Following the Trends in Ebola Money
Although Ebola is fading from public attention, it is very much on our minds here at CDP. We continue to undertake research, speak to NGO leaders and provide new material on our web site. We also have an important webinar scheduled for December 3. As in any disaster, we are thinking long-term about the humanitarian needs of vulnerable populations as well as the negative effects the pandemic is having on the health, educational, agricultural, and economic systems. This is a situation that will require our philanthropic attention for a long time to come.
What do we make of Ebola and philanthropy?
For us here at the Center for Disaster Philanthropy the issue began with an interview with National Public Radio. It was a good story and was well researched. The theme was that the public wasn’t donating very much to Ebola-related activities. I said that was in part due to the fact that Ebola isn’t an “event” – like Sandy or Katrina or even last year’s Cyclone Haiyan. It’s slowly evolving and complicated. Over the next month or so, CDP staff fielded another half dozen or so media inquiries, all on some variation of “lack of donor interest” – even from such unlikely sources as television reporters from Bogata, Columbia, and a Chinese business channel. You can read all of them HERE.
As the story evolved, our perspective evolved as well.
First, some parts of philanthropy DID respond. And in a big way – with nearly $350 million contributed so far. The Paul G. Allen Foundation has now donated over $100 million dollars and is devising ways to encourage more giving. The Bill and Melinda Gates donated $50 million. Facebook CEO Mark Zuckerberg and his wife, Priscilla Chan, gave $25 million. This week, Google announced that its CEO, Larry Page, and the company will donate $25 million to the efforts and the company will give at least $10 million in matching grants. American corporations have donated tens of millions of dollars in product and services.
Second, what is still missing from the money story in a major way are the contributions from average-sized foundations and individual donors. Here’s where we think the “slowly evolving” nature of Ebola enters in. The current Ebola situation is the result of a collapsing public health system, frequent outbreaks over the last decade, and lack of world attention to find a cure. Those are topics that usually aren’t the subject of most foundation and individual givers. As Michael Specter observed in a column last week, “our response to pandemics has become predictable: first, there is panic. Then we forget.” Donors have been slow to respond to other similar crises such as the Syrian refugee crisis and the drought in the Sahel. Both the Paul G. Allen Foundation and the matching grants from Google are trying to spur individual funder activity. The results of this effort will be carefully watched by the CDP team to see if they are successful.
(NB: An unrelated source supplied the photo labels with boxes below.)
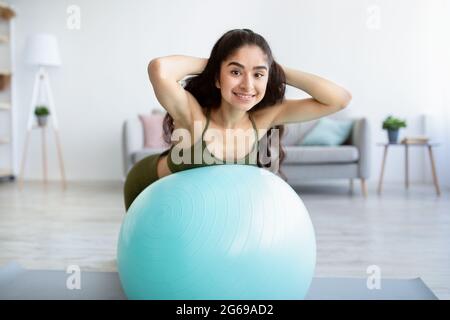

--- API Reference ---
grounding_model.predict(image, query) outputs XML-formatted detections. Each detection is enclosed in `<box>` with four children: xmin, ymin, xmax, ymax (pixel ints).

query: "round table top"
<box><xmin>377</xmin><ymin>141</ymin><xmax>440</xmax><ymax>147</ymax></box>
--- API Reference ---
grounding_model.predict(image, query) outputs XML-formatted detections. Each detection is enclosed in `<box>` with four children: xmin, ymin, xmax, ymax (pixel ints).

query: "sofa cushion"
<box><xmin>283</xmin><ymin>146</ymin><xmax>359</xmax><ymax>164</ymax></box>
<box><xmin>139</xmin><ymin>113</ymin><xmax>168</xmax><ymax>148</ymax></box>
<box><xmin>281</xmin><ymin>120</ymin><xmax>318</xmax><ymax>146</ymax></box>
<box><xmin>132</xmin><ymin>148</ymin><xmax>167</xmax><ymax>163</ymax></box>
<box><xmin>301</xmin><ymin>118</ymin><xmax>353</xmax><ymax>146</ymax></box>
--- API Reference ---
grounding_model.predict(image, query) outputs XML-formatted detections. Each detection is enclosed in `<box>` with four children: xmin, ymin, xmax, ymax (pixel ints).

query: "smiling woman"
<box><xmin>125</xmin><ymin>29</ymin><xmax>351</xmax><ymax>208</ymax></box>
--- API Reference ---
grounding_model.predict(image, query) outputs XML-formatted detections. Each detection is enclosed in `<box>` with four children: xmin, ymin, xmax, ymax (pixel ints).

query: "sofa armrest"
<box><xmin>352</xmin><ymin>118</ymin><xmax>371</xmax><ymax>179</ymax></box>
<box><xmin>122</xmin><ymin>117</ymin><xmax>144</xmax><ymax>177</ymax></box>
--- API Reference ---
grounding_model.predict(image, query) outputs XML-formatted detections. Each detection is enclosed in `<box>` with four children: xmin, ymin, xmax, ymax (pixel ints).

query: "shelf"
<box><xmin>0</xmin><ymin>168</ymin><xmax>12</xmax><ymax>177</ymax></box>
<box><xmin>0</xmin><ymin>2</ymin><xmax>16</xmax><ymax>20</ymax></box>
<box><xmin>0</xmin><ymin>102</ymin><xmax>11</xmax><ymax>110</ymax></box>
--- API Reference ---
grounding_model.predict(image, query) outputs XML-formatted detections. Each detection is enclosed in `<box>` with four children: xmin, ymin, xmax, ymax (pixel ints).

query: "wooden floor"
<box><xmin>0</xmin><ymin>181</ymin><xmax>450</xmax><ymax>299</ymax></box>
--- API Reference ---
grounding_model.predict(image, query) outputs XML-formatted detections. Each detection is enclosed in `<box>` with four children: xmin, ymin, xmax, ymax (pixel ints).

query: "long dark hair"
<box><xmin>163</xmin><ymin>29</ymin><xmax>286</xmax><ymax>180</ymax></box>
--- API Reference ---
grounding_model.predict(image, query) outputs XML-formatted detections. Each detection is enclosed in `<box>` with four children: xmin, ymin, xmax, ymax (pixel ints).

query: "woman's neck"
<box><xmin>210</xmin><ymin>105</ymin><xmax>250</xmax><ymax>129</ymax></box>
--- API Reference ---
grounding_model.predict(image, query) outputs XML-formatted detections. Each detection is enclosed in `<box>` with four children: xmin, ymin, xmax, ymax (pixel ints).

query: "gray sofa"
<box><xmin>122</xmin><ymin>116</ymin><xmax>370</xmax><ymax>196</ymax></box>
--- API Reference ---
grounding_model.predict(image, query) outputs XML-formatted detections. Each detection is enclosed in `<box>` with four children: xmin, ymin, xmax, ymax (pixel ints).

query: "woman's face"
<box><xmin>216</xmin><ymin>46</ymin><xmax>269</xmax><ymax>111</ymax></box>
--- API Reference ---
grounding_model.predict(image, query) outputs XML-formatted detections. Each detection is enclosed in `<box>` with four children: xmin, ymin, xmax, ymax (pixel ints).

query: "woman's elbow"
<box><xmin>337</xmin><ymin>90</ymin><xmax>352</xmax><ymax>109</ymax></box>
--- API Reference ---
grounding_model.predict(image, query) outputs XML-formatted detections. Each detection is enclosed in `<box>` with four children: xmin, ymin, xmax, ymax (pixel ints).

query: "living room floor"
<box><xmin>0</xmin><ymin>181</ymin><xmax>450</xmax><ymax>299</ymax></box>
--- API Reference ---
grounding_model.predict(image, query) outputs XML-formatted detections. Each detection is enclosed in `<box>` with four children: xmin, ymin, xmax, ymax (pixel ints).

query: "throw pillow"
<box><xmin>139</xmin><ymin>113</ymin><xmax>170</xmax><ymax>148</ymax></box>
<box><xmin>301</xmin><ymin>118</ymin><xmax>353</xmax><ymax>146</ymax></box>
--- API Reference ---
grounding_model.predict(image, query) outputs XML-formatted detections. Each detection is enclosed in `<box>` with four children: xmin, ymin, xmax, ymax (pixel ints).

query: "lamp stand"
<box><xmin>19</xmin><ymin>67</ymin><xmax>67</xmax><ymax>190</ymax></box>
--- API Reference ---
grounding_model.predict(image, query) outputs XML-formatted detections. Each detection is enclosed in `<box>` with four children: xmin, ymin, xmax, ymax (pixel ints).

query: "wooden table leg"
<box><xmin>54</xmin><ymin>129</ymin><xmax>67</xmax><ymax>190</ymax></box>
<box><xmin>405</xmin><ymin>143</ymin><xmax>409</xmax><ymax>189</ymax></box>
<box><xmin>428</xmin><ymin>146</ymin><xmax>441</xmax><ymax>196</ymax></box>
<box><xmin>378</xmin><ymin>145</ymin><xmax>389</xmax><ymax>194</ymax></box>
<box><xmin>42</xmin><ymin>127</ymin><xmax>47</xmax><ymax>186</ymax></box>
<box><xmin>19</xmin><ymin>130</ymin><xmax>31</xmax><ymax>190</ymax></box>
<box><xmin>361</xmin><ymin>178</ymin><xmax>367</xmax><ymax>198</ymax></box>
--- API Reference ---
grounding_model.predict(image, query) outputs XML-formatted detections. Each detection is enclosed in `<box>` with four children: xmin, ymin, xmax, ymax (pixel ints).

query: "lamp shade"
<box><xmin>25</xmin><ymin>33</ymin><xmax>61</xmax><ymax>67</ymax></box>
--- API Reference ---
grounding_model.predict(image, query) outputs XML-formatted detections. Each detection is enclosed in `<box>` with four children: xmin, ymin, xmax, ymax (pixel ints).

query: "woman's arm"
<box><xmin>148</xmin><ymin>55</ymin><xmax>208</xmax><ymax>81</ymax></box>
<box><xmin>281</xmin><ymin>66</ymin><xmax>352</xmax><ymax>108</ymax></box>
<box><xmin>265</xmin><ymin>66</ymin><xmax>352</xmax><ymax>126</ymax></box>
<box><xmin>148</xmin><ymin>56</ymin><xmax>208</xmax><ymax>128</ymax></box>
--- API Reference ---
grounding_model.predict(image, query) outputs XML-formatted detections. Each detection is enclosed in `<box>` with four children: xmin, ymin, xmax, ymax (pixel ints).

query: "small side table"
<box><xmin>377</xmin><ymin>142</ymin><xmax>441</xmax><ymax>196</ymax></box>
<box><xmin>19</xmin><ymin>126</ymin><xmax>67</xmax><ymax>190</ymax></box>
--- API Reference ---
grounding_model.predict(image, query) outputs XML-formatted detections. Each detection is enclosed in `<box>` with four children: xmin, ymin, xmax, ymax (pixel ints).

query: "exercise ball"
<box><xmin>117</xmin><ymin>164</ymin><xmax>316</xmax><ymax>300</ymax></box>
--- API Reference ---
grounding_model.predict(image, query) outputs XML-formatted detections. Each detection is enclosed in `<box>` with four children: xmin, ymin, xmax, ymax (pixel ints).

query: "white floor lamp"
<box><xmin>19</xmin><ymin>34</ymin><xmax>67</xmax><ymax>189</ymax></box>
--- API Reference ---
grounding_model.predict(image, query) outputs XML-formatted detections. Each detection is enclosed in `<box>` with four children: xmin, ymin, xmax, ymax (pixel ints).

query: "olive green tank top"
<box><xmin>164</xmin><ymin>109</ymin><xmax>259</xmax><ymax>173</ymax></box>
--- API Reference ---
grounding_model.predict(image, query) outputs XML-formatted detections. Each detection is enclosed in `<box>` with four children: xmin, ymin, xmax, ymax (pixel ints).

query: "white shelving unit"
<box><xmin>0</xmin><ymin>2</ymin><xmax>15</xmax><ymax>180</ymax></box>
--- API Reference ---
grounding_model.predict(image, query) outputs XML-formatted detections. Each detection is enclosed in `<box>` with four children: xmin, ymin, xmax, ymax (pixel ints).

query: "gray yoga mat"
<box><xmin>0</xmin><ymin>262</ymin><xmax>437</xmax><ymax>300</ymax></box>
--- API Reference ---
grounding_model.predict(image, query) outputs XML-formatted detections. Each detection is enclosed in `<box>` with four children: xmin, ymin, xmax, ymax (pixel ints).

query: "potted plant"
<box><xmin>383</xmin><ymin>116</ymin><xmax>406</xmax><ymax>143</ymax></box>
<box><xmin>34</xmin><ymin>106</ymin><xmax>50</xmax><ymax>127</ymax></box>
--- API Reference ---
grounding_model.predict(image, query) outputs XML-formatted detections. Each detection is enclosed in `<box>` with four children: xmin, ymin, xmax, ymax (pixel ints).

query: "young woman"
<box><xmin>124</xmin><ymin>29</ymin><xmax>351</xmax><ymax>210</ymax></box>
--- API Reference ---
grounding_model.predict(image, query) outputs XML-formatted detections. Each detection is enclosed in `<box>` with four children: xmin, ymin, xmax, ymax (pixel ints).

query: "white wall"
<box><xmin>10</xmin><ymin>0</ymin><xmax>450</xmax><ymax>185</ymax></box>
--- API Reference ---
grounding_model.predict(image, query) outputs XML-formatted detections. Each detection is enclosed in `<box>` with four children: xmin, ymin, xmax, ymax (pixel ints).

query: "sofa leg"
<box><xmin>361</xmin><ymin>178</ymin><xmax>367</xmax><ymax>198</ymax></box>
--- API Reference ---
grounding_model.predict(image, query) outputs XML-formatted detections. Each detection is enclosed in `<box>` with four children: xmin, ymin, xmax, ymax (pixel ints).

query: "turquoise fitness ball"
<box><xmin>117</xmin><ymin>164</ymin><xmax>316</xmax><ymax>300</ymax></box>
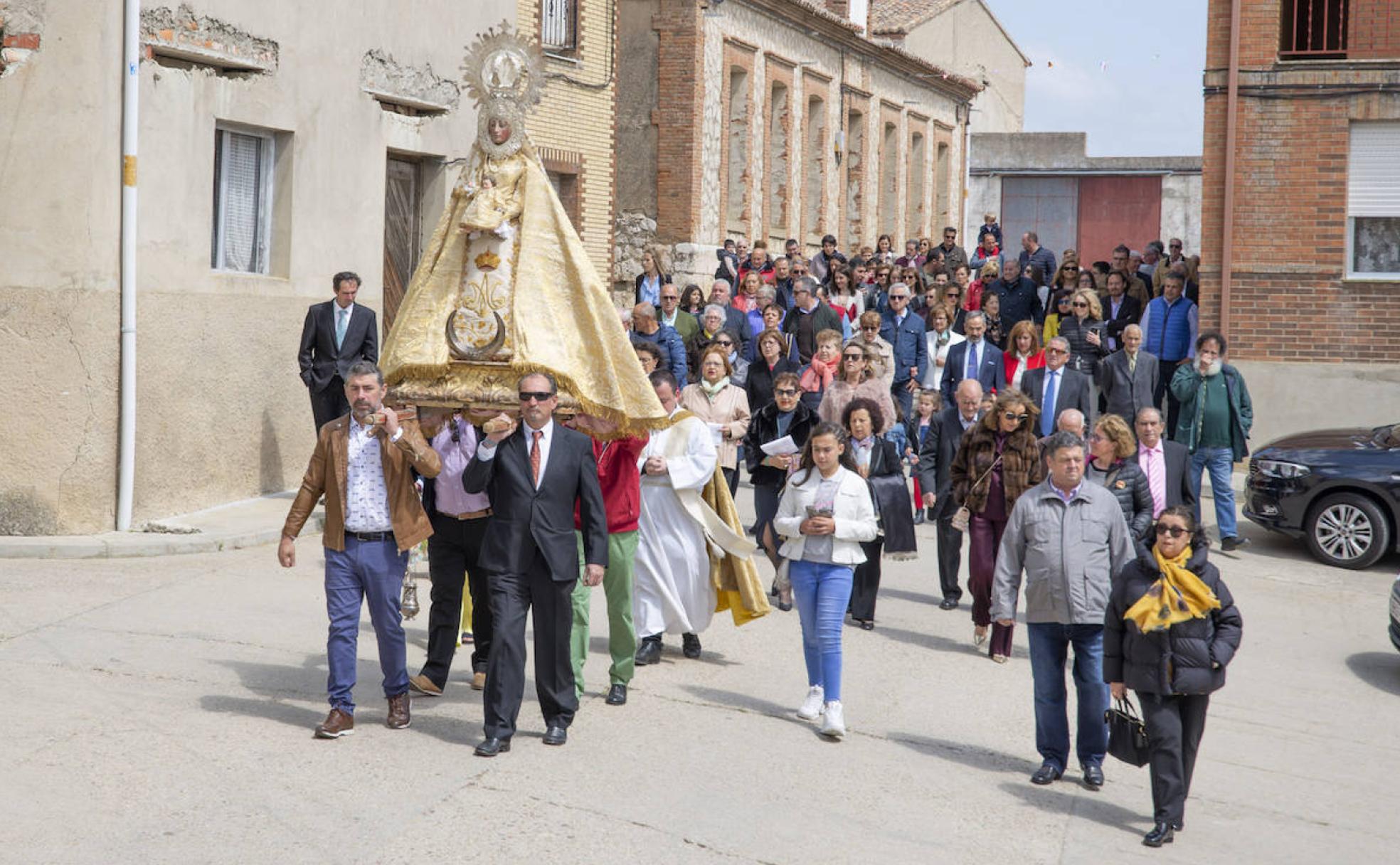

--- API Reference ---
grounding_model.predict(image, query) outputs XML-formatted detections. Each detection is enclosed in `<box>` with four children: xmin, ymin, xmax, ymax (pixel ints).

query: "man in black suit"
<box><xmin>1099</xmin><ymin>323</ymin><xmax>1158</xmax><ymax>420</ymax></box>
<box><xmin>1099</xmin><ymin>270</ymin><xmax>1142</xmax><ymax>351</ymax></box>
<box><xmin>940</xmin><ymin>312</ymin><xmax>1007</xmax><ymax>406</ymax></box>
<box><xmin>1019</xmin><ymin>336</ymin><xmax>1093</xmax><ymax>437</ymax></box>
<box><xmin>918</xmin><ymin>378</ymin><xmax>982</xmax><ymax>610</ymax></box>
<box><xmin>462</xmin><ymin>372</ymin><xmax>608</xmax><ymax>757</ymax></box>
<box><xmin>297</xmin><ymin>270</ymin><xmax>379</xmax><ymax>431</ymax></box>
<box><xmin>1128</xmin><ymin>405</ymin><xmax>1196</xmax><ymax>519</ymax></box>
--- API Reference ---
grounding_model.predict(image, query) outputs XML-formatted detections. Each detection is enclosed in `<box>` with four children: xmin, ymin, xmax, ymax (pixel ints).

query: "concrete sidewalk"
<box><xmin>0</xmin><ymin>492</ymin><xmax>325</xmax><ymax>558</ymax></box>
<box><xmin>0</xmin><ymin>463</ymin><xmax>1247</xmax><ymax>558</ymax></box>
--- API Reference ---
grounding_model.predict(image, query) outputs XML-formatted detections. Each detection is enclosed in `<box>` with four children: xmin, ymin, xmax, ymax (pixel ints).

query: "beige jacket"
<box><xmin>680</xmin><ymin>385</ymin><xmax>749</xmax><ymax>469</ymax></box>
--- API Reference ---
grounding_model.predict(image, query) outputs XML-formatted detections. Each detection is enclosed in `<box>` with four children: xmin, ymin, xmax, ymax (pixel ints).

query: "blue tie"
<box><xmin>1040</xmin><ymin>369</ymin><xmax>1060</xmax><ymax>435</ymax></box>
Third, lets not forget the generous contributions of the American taxpayer to this crisis. When the outbreak became a world news item, President Obama declared it a threat to national security and announced he was sending 3,000 troops, including engineers and medical personnel, and building 17 treatment centers. Recently he asked Congress for an additional $6.18 billion in new emergency funds this fiscal year. The United States is one of the largest contributors among governments and multi-national organizations to the pandemic response effort.
Finally, we need to understand the role of the media. Media coverage fuels donations to disasters. Unlike a tornado or hurricane, the Ebola crisis is a challenging one for the media to cover. The stories are taking place thousands of miles away. Access to the affected sites is understandably difficult. It can at times be a dangerous environment for reporters and camera crews. Coverage has ebbed and flowed. Initially, it looked like media coverage might encourage more donations since Americans tend to pay more attention when they can make a direct connection to a story, such as a patient dying in a Dallas hospital or a New York doctor riding the subways. But coverage seemed to veer more towards heat than light after a while, causing hysteria that even spilled over into the recent elections. The Director of the Rutgers-Eagleton poll, which surveyed New Jersey residents on Ebola issues, observed, “the tone of the coverage seems to be increasing fear while not improving understanding,”
I’ll end my blog the same way I began. The Ebola crisis is far from over. We haven’t eradicated the disease, only slowed down its’ spread. At least three countries in West Africa are now in ruins, with their public health systems not functioning and economies in tatters. The epidemic is leaving many orphans, disrupting schooling, and causing enormous humanitarian challenges that will require government support and philanthropic attention for years to come. A New Yorker cartoon neatly summed up one potential response to this catastrophe. It shows a couple watching TV. One turns to the other and says “they haven’t said a thing about Ebola all week – the epidemic must be over.”
I’m hoping the American philanthropic community rises to the occasion and recognizes that responding to a disaster doesn’t end once the newscast is over.